Recently, the Centers for Disease Control and Prevention (CDC) updated their recommendations for healthcare professionals with regard to surveillance and infection prevention activities to prevent transmission of C. auris. Concerning surveillance, the CDC recommends screening 1) close healthcare contacts of patients with newly identified infection or colonization 2) patients with overnight healthcare stays outside the United States in the past year-especially in countries with high incidence (though now it has become so widespread that this recommendation is less nuanced) and 3) point prevalence screening in areas of high incidence or suggested transmission (8). Screening sites include the groin and bilateral axilla.

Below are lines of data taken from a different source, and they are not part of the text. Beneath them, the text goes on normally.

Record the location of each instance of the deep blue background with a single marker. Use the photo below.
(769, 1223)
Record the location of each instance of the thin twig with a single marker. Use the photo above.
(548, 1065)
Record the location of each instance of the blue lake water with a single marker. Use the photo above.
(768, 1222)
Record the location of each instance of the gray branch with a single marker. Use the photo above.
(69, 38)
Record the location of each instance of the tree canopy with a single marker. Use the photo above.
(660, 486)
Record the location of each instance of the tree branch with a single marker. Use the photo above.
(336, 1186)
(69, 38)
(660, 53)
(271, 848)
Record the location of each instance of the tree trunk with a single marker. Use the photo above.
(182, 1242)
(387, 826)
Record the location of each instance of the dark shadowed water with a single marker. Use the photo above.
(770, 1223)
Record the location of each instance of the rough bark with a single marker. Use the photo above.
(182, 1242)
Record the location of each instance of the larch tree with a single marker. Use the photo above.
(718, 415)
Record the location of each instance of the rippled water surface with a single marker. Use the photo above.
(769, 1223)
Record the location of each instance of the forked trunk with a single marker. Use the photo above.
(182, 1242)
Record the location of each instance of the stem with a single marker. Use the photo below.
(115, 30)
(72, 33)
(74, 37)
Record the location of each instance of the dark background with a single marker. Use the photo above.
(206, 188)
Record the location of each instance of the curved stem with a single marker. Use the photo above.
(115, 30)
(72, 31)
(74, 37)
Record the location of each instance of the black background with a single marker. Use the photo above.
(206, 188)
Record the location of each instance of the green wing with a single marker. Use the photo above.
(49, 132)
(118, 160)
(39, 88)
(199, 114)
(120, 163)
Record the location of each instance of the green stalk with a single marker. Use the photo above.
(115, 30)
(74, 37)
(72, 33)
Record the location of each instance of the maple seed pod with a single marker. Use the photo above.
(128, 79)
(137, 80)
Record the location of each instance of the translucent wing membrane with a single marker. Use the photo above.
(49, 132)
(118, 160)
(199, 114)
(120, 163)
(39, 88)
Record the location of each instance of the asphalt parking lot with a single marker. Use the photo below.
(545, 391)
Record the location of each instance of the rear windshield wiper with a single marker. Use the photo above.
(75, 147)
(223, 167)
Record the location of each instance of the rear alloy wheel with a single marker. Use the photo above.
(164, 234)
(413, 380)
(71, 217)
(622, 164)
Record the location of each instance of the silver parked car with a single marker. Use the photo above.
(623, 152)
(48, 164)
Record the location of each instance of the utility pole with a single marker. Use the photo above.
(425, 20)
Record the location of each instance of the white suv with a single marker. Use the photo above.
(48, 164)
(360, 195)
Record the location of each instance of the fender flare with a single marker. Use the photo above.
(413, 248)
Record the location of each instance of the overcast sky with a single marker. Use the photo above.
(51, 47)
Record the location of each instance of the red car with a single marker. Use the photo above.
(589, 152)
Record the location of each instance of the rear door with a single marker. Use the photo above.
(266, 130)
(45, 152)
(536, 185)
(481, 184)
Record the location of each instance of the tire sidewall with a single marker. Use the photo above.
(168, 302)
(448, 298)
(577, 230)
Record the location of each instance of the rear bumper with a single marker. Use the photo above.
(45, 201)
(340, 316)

With regard to infection prevention, the CDC has updated its recommendations periodically as recently as July 2021 (9). For environmental surface disinfection, the CDC recommends the use of products on the Environmental Protection Agency’s List P: Antimicrobial Products Registered with EPA for Claims Against Candida Auris. (11). The previous recommendation was to use disinfectants with sporicidal activity on List K: EPA’s Registered Antimicrobial Products Effective Against Clostridium difficile Spores (9, 10). If List P products are not available, List K products may be used. Currently, Sani-Cloth® Prime spray and wipes (EPA registration numbers 9480-10 and 9480-12), Sani-Cloth® HyPerCide spray and wipes (9480-14 and 9480-16) are on List P. Sani-Cloth® Super wipes (9480-4) has received EPA approval for its claim against Candida auris. It will be included on List P, though the list is pending an update as of August 30, 2021 (12).

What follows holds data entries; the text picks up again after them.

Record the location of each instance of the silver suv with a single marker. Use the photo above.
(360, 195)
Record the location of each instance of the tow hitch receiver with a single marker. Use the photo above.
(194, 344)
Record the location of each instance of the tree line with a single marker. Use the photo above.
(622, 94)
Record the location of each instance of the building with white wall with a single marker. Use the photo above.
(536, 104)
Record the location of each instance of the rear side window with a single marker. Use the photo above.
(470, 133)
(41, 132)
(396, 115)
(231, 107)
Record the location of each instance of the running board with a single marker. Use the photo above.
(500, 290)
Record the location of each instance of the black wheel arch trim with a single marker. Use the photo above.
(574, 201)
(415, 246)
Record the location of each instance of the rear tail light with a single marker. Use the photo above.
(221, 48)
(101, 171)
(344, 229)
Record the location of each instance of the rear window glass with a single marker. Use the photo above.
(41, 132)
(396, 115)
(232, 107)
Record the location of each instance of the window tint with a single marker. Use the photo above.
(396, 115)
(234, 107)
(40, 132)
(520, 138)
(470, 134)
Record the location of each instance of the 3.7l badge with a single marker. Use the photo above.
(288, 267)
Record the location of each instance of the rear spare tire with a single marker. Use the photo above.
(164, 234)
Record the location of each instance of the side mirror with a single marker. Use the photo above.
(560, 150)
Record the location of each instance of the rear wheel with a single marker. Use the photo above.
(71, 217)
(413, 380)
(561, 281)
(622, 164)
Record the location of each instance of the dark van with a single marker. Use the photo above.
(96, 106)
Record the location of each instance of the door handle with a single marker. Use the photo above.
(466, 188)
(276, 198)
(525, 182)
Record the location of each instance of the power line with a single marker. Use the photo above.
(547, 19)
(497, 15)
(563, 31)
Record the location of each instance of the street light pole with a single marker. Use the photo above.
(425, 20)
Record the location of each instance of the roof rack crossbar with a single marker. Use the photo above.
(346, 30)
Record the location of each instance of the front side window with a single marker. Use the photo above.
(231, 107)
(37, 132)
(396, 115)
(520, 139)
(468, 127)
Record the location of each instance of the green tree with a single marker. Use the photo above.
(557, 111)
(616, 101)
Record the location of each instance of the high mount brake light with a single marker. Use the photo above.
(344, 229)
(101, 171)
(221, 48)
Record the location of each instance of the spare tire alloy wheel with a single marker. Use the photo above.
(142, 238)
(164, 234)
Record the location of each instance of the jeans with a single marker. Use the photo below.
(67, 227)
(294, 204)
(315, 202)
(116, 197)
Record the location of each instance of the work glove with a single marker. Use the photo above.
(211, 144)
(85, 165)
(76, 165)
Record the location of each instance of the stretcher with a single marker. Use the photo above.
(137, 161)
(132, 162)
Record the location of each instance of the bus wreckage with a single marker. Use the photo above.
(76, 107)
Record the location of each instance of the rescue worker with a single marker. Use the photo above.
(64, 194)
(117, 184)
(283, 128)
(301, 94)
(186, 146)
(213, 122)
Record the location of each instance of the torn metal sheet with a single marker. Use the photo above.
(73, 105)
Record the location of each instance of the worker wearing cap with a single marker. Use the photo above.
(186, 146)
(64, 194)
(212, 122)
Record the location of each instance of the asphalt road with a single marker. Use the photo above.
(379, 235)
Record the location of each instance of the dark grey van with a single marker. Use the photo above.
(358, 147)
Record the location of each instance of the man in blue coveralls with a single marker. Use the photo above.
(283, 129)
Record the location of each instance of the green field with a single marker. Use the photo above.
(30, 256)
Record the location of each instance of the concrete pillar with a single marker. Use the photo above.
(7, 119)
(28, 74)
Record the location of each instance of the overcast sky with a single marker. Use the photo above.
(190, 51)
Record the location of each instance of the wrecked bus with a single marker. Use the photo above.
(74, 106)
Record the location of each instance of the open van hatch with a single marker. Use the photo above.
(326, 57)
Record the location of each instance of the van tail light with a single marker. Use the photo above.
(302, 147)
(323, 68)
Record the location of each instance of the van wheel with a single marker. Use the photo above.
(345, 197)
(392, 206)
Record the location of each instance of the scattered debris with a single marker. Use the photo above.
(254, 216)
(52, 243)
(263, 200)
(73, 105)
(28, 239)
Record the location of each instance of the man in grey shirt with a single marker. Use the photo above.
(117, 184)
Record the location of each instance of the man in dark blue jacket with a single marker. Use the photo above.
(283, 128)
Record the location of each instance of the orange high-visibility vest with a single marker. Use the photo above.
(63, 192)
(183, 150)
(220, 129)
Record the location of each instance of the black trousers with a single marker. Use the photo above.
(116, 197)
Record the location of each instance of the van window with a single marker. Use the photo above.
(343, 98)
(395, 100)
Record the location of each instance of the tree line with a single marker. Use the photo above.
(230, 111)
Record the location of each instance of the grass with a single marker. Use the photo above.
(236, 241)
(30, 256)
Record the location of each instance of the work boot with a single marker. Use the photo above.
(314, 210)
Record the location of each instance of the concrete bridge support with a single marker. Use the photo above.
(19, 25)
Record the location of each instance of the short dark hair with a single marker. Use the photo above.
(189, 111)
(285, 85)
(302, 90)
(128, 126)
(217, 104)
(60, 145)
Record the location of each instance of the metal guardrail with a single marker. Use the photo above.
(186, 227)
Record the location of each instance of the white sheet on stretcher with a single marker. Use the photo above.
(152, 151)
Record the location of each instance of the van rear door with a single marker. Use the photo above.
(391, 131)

While Candida auris is a relatively new epidemiologically significant HAI pathogen and there are some unique aspects of this organism, the risk of transmission and therefore fundamentals for prevention remain the same. Environmental contamination with this organism increases the risk of infection. With the pandemic showing limited signs of relenting, the increased risk to patients for infection with C. auris means now is the time to double down on efforts to prevent intra-facility transmission.
- Arensman K, Miller JL, Chiang A, Mai N, Levato J, LaChance E, et al. Clinical Outcomes of Patients Treated for Candida auris Infections in a Multisite Health System, Illinois, USA. Emerg Infect Dis. 2020;26(5):876-880. https://doi.org/10.3201/eid2605.191588
- Lyman M, Forsberg K, Reuben J, et al. Notes from the Field: Transmission of Pan-Resistant and Echinocandin-Resistant Candida auris in Health Care Facilities ― Texas and the District of Columbia, January–April 2021. MMWR Morb Mortal Wkly Rep 2021;70:1022–1023. DOI: http://dx.doi.org/10.15585/mmwr.mm7029a2
- Bhatt K, Agolli A, Patel MH, et al. High mortality co-infections of COVID-19 patients: mucormycosis and other fungal infections. Discoveries (Craiova). 2021;9(1):e126. Published 2021 Mar 31. doi:10.15190/d.2021.5
- Rutala WA, Kanamori H, Gergen MF, Sickbert-Bennett EE, Weber DJ. Susceptibility of Candida auris and Candida albicans to 21 germicides used in healthcare facilities. Infect Control Hosp Epidemiol. 2019 Mar;40(3):380-382. doi: 10.1017/ice.2019.1. Epub 2019 Feb 15. PMID: 30767810.
- Clin Infect Dis. 2021 May 12;ciab327. doi: 10.1093/cid/ciab327.